We have a nice mix and variety in this weeks community round up, starting with AWS Community Builder Maurice Borgmeier who is bringing a ray of sunshine into all our lives with his post, Understanding Iterations in Ray RLlib where he shares his experiences with using Ray and using this on a recent Reinforcement Learning project. Fellow AWS Community Builder Ant(on) Weiss is up next, this time diving deep into Bottlerocket, a Linux-based operating system optimised for hosting containers in his post, Exploring cgroups v2 and MemoryQoS With EKS and Bottlerocket . Ant shares important details around changes you need to be aware of, and how new distributions default to using Cgroups v2 interface for process organisation and enforcing resource limits. Ant goes onto in the post to look at how this works for EKS clusters running Kubernetes 1.26+ and what this change means for EKS users. Great stuff. Next up we have a familiar face to regulars of this newsletter, AWS Hero Ran Isenberg, who has put together Serverless API Documentation with Powertools for AWS where he shares a method to generate OpenAPI documentation for Python Lambda function-based APIs, utilising Powertools for AWS Lambda and Pydantic.
I was chatting with a colleague earlier this week about the Open Cybersecurity Schema Framework (OCSF) an open-source project, delivering an extensible framework for developing schemas, along with a vendor-agnostic core security schema. So I was super happy that AWS Community Builder David Melamed put together a blog post, A Deep Dive into OCSF & VEX - Unified Standards for Security Management, that dives deeper into this - well worth reading if you want another opinion on this.

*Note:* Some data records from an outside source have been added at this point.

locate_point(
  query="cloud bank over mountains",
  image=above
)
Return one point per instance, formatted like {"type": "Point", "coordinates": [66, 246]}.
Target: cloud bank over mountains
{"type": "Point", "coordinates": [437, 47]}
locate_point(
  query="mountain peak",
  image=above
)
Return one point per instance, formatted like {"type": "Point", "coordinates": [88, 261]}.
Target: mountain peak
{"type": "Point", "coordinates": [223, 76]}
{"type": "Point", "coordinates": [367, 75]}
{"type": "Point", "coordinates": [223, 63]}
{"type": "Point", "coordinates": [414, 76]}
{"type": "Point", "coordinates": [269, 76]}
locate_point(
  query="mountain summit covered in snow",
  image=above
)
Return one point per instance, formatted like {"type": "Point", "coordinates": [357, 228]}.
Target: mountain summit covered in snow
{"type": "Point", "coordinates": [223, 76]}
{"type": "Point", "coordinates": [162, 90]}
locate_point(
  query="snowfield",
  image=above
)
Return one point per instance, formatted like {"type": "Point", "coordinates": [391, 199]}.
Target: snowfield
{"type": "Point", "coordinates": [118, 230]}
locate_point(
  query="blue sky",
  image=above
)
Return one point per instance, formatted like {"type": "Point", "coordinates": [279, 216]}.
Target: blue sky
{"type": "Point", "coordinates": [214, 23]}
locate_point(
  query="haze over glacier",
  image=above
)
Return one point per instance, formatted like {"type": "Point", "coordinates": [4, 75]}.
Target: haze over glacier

To close things this week, Alina Aven has put together Data Science Research Infrastructure with Airflow, Containers, and CICD at C2i Genomics where she shares how they deploy and run Apache Airflow in order to meet the needs of their internal data scientists. It is a great read, I really enjoyed it.

CloudQuery

CloudQuery is an open source tool that can help build a multi-cloud resource data lake by extracting infrastructure data from major cloud providers like AWS. This data can then be queried and analysed using AWS Glue, Amazon Athena, and Amazon Quicksight to gain actionable insights into your multi-cloud environment. Ken Haynes, Adam Nemeth, and Francesco Vergona have collaborated on a new blog post, Building a Multicloud Resource Data Lake Using CloudQuery that provides a hands on guide on how this works, before diving in and providing a demo of this in action. Very nice post. [hands on]
overview of architecture using cloudquery to build a data lake

.NET Core

Good news for .NET developers, AWS Lambda now supports .NET 8 as both a managed runtime and container base image. Beau Gosse and Paras Jain have put together a post that walks you through everything you need to know about this, so head over and read on in Introducing the .NET 8 runtime for AWS Lambda. [hands on]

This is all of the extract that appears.